By raking, are you referring to harrows? I use the old style steel harrows with rigid fingers and plop a tire on top. This is pulled with a quad. If you've had a lot of rain lately the packing can be a result of ground moisture. In the fall a friends indoor gets like concrete then loosens in hot dry weather.


----------



## ~*~anebel~*~ (Aug 21, 2008)

You can put weight on your harrows, or you might need a tractor and a proper groomer. Your other option, depending on what discipline you are doing, is to mix in some rubber chunks, shavings or even a very small amount of mulch. This is generally better for English and bad for reiners or cutters etc.
If you are doing high level jumpers or dressage you could splurge and do the engineered fabric footing.

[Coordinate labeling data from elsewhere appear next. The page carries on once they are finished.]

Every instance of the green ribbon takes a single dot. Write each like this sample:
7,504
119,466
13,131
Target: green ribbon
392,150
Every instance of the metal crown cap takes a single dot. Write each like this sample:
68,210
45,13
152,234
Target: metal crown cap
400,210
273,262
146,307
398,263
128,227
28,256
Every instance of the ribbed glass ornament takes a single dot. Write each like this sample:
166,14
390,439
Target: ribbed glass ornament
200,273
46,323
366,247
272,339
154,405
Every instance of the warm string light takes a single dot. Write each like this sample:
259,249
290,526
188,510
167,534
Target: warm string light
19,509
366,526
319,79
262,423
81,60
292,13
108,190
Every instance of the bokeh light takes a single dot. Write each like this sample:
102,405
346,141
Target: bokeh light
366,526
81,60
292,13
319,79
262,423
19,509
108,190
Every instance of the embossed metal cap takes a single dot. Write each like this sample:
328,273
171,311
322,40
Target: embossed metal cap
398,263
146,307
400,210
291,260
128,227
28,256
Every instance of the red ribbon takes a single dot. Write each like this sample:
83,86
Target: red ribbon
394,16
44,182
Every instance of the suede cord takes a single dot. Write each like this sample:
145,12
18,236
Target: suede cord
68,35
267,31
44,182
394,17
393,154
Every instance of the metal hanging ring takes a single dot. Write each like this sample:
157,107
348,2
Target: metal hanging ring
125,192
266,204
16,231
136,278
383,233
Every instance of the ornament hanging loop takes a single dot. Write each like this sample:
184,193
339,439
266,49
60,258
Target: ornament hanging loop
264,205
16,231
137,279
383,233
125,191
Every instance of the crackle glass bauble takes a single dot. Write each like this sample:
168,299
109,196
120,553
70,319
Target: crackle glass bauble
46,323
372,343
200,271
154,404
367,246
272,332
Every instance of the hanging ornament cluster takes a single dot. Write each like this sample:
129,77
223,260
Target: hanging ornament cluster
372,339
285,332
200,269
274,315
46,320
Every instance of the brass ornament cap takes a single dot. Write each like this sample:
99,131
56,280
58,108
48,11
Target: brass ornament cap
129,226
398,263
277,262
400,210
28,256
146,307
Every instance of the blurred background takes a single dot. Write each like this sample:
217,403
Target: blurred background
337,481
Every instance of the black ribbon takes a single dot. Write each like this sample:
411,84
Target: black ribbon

Sometimes its possible to find used footing additives as well. But good luck and yes a big rock or barrel of rocks or other heavy objects on your harrows will increase the digging power.
_Posted via Mobile Device_


----------



## LGRQh (Oct 4, 2012)

Yes, I have a rake harrow, Im just disappointed in the sand. Mine works with the hydraulic lift on the back of my tractor so I may have to get creative considering adding weight. Perhaps I should also consider the rubber chunks. Just not financially prepared to mess with it too much as I never dreamed it would already need attention. Thanks so much!


----------



## Left Hand Percherons (Feb 1, 2011)

20 ton might seem like alot but it's a fraction of what you need. If you spread 20 ton over the 11,900 sq feet of the arena, you only end up with 3/8 inch depth. To add one inch, you need 54 ton. One ton of sand covers 220 sq feet one inch.
_Posted via Mobile Device_


----------